Australian technology entrepreneur Bevan Slattery has launched an online international marketplace for the buying and selling of cloud, collocation datacentres, infrastructure as a service (IaaS), internet, and voice services.
The marketplace is being launched by Slattery's Cloudscene directory, which was itself launched a year ago and now claims to be the world's biggest directory for cloud service providers, collocation datacentres, and network fabrics.
"With Marketplace, Cloudscene is now able to bring buyers and sellers together, to close the gap and facilitate a smoother buying experience. Coupled with the network intelligence offered by the data on our connectivity directory, we're able to provide a much greater support to enterprise buyers," Slattery said.
According to Cloudscene, the international marketplace was established in response to market demands, with access to more than 5,000 providers.

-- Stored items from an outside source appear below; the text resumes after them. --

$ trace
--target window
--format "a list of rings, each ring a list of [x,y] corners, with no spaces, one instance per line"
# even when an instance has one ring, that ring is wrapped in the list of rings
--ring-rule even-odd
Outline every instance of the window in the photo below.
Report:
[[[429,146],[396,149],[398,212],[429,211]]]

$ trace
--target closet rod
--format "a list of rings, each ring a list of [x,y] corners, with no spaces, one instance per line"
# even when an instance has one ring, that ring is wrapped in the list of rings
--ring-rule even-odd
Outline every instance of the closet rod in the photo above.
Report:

Slattery said Cloudscene began two years ago, when he decided to publicly launch a spreadsheet that he had personally used to keep track of datacentre and cloud services providers worldwide -- with users of Cloudscene then requesting to be connected with these service providers.
"Prior to Cloudscene, it wasn't possible to get the level of detail I required to support the needs of the other telecommunications-based businesses I'd established. I figured if it's a problem for me, it must be a problem for others," Slattery explained.

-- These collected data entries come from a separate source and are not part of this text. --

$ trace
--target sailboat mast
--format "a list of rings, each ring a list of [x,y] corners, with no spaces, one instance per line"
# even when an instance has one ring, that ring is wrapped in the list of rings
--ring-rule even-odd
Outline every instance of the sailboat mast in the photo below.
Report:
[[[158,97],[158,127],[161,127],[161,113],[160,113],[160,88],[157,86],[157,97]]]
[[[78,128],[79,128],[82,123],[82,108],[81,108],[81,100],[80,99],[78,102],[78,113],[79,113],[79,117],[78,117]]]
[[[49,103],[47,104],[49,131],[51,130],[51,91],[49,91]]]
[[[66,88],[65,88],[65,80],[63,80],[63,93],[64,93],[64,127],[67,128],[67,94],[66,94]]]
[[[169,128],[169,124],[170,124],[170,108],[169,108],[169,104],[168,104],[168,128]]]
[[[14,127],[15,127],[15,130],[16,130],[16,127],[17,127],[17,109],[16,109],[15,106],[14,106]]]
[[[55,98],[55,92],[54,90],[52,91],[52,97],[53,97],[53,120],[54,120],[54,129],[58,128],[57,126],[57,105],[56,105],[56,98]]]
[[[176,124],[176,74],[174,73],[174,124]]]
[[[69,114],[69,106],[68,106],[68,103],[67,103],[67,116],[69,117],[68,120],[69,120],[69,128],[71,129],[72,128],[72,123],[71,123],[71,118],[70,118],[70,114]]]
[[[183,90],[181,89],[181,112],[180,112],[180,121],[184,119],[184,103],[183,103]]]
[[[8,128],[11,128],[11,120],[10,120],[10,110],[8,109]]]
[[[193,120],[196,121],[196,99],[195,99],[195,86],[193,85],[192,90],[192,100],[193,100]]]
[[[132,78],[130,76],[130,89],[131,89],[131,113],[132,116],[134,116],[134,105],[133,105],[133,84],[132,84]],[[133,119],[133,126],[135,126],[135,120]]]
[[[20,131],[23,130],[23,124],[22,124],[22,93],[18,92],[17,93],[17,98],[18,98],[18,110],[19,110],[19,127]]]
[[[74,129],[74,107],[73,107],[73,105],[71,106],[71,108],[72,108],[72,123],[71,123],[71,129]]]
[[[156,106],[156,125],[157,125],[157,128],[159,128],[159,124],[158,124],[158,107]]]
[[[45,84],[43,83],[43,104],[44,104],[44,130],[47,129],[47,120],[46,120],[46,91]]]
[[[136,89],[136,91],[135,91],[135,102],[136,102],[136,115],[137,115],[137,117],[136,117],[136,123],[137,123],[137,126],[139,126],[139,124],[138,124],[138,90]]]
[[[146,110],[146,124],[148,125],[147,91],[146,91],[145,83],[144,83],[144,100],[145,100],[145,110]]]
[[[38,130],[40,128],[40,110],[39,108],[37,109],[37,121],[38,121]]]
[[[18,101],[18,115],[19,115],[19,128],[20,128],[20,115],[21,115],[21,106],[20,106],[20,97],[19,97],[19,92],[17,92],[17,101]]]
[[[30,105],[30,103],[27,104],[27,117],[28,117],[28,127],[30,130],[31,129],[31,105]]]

"Shortly after we launched Cloudscene, the market quickly realised the potential of the data our analysts were collating. With more than 6,000 datacentres and 5,000 service providers, our users began asking us to help match them to service providers who could fulfil their needs for services such as transit, metro Ethernet tails, or international capacity.
"Initially, we just helped by connecting people, but after a while we decided to build a solution that benefits the entire industry, and Cloudscene's Marketplace was born."
On first launching Cloudscene in August 2016, Slattery said it was aimed at improving industry transparency and consolidating the fragmented cloud services market, adding that it was born "out of frustration".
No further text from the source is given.